Мы шунтировались еще на неделю вперед. Захватчики со всех сторон облепили гигантскую пушку, подготавливая ее к стрельбе. Затем кто-то поднес горящий факел к запальнику. Ствол пушки не выдержал и, объятый пламенем, оглушительно взорвался. Огромные осколки его далеко разлетелись во все стороны, выкашивая целые шеренги турков. Повсюду лежали груды мертвых тел. Византийцы встретили эту неудачу осаждавших дружным радостным криком.
– Среди погибших, – заметил я, – есть и Урбан Венгр. Однако вскоре турки соорудят новое орудие.
В этот вечер турки бросились штурмовать стены, и мы, распевая «Америка прекрасная» и арии из «Отелло», наблюдали за тем, как храбрые солдаты Джованни Джустиниани сдерживали их натиск. Над головами у нас свистели стрелы; несколько византийцев вели огонь из грубых, еще очень не точных ружей.
Я с таким блеском подал эти последние сцены осады Константинополя, что сам рыдал от восхищения собственной виртуозностью. Я показал своим подопечным морские сражения, рукопашные схватки на стенах, траурные молебны в Айя-Софии. Я раскрыл перед ними военную хитрость турков, которые перетащили свои корабли по суше из Босфора в Золотой Рог при помощи деревянных настилов, смазанных салом, ибо никаким другим путем они не могли проникнуть в гавань, вход в которую был прегражден знаменитыми цепями; не стал скрывать от них тот ужас, который охватил византийцев, когда рассвет 23 апреля открыл их взору семьдесят два турецких корабля, ставших на якоре внутри гавани, а затем еще показал, сколь доблестно сражались с этими кораблями генуэзцы.
Все в том же быстром темпе, не давая своим туристам передышки, я перебрасывал их в следующие дни осады. Мы видели, как редели ряды защитников. На наших глазах росла стойкость защищавшихся и падала решимость нападавших.
Ночью 28 мая мы прошли внутрь Айя-Софии, чтобы посетить последнее христианское богослужение, совершавшееся в этом соборе. Казалось, весь город собрался под его гигантскими сводами: император Константин Одиннадцатый и его двор, нищие и грабители, купцы и сводники, католики из Генуи и Венеции, солдаты и матросы, аристократы и священнослужители, а также немалое количество переодетых посетителей из будущего, которых, по всей вероятности, было даже больше, чем собравшихся здесь византийцев. Мы вслушивались в колокольный перезвон и грустное «С нами Господь» и падали на колени, оплакивая вместе со многими, даже очень многими путешественниками во времени печальную участь Византии; когда служба закончилась, стали одна за другой гаснуть свечи, и наступивший мрак окутал мозаики и фрески собора.

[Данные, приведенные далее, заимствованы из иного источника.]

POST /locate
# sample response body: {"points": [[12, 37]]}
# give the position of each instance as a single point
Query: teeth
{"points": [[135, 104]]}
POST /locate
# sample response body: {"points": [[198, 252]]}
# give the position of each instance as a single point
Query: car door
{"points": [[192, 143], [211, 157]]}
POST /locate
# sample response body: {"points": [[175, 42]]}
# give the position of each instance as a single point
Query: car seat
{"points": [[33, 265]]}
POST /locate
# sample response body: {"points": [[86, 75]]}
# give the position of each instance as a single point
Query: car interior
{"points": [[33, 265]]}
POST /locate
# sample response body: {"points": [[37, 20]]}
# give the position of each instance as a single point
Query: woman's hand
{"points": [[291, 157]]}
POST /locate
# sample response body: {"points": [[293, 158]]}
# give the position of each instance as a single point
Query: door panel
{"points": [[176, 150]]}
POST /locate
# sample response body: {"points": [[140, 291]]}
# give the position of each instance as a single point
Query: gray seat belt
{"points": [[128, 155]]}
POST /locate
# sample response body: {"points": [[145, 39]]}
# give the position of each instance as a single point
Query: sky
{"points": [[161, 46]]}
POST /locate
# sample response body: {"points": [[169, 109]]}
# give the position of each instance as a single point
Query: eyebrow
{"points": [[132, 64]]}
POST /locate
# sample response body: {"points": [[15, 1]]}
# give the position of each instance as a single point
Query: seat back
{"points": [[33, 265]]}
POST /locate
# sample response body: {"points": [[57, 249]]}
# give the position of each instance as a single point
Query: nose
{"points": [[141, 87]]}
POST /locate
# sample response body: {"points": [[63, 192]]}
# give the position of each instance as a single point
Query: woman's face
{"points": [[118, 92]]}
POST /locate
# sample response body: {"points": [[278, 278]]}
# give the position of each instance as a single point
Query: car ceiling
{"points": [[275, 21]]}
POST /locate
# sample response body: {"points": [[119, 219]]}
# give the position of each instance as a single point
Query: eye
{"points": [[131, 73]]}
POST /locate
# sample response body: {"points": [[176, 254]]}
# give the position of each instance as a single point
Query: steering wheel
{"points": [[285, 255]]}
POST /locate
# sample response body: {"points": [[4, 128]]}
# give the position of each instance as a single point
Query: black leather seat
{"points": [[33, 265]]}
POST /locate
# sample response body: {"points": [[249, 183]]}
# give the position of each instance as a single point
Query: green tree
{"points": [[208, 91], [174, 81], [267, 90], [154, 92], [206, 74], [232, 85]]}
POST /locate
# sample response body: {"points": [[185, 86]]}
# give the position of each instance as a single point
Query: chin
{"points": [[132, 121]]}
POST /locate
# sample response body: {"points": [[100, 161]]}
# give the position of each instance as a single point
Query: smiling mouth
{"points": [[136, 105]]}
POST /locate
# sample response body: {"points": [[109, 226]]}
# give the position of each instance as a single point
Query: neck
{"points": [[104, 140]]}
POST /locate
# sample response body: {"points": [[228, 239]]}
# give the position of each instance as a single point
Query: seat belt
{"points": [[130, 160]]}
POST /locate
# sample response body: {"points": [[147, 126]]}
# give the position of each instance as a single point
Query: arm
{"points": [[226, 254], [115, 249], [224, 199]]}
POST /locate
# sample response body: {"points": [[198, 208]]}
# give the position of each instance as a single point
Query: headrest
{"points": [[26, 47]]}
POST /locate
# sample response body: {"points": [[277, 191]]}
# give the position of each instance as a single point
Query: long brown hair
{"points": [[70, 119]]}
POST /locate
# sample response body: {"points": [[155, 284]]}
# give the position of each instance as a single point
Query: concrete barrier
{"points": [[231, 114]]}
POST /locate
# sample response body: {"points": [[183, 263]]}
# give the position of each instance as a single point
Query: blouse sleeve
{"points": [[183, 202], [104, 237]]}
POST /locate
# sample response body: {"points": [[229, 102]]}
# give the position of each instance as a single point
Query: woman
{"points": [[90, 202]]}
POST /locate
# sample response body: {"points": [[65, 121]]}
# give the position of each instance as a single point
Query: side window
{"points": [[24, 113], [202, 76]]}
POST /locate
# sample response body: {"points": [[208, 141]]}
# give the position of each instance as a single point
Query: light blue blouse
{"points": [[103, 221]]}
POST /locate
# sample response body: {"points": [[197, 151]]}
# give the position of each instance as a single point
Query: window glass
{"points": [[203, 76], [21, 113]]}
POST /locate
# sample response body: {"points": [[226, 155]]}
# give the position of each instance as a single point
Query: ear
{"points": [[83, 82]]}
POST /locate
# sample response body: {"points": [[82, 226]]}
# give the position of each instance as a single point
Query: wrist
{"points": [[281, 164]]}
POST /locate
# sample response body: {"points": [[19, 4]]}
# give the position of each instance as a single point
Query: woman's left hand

А затем наступило 29 мая, и нашим взорам представился последний акт этой, ставшей для нас такой близкой, трагедии.
В два часа ночи турки яростно атаковали ворота святого Романа.
Джустиниани был ранен; сражение было поистине ужасным, мне приходилось держать своих людей как можно дальше от него. Ритмично скандируемое «Аллах! Аллах!» нарастало до тех пор, пока не наполнило всю вселенную, после чего возникла паника в рядах защищавшихся, и они бежали с поля боя, а турки ворвались в город.
– Все кончено, – сказал я. – Император Константин погиб в сражении.
Тысячи жителей бегут из города; тысячи пытаются найти убежище за забаррикадированными дверьми Айя-Софии. Вот теперь и смотрите на разграбление города и резню его жителей!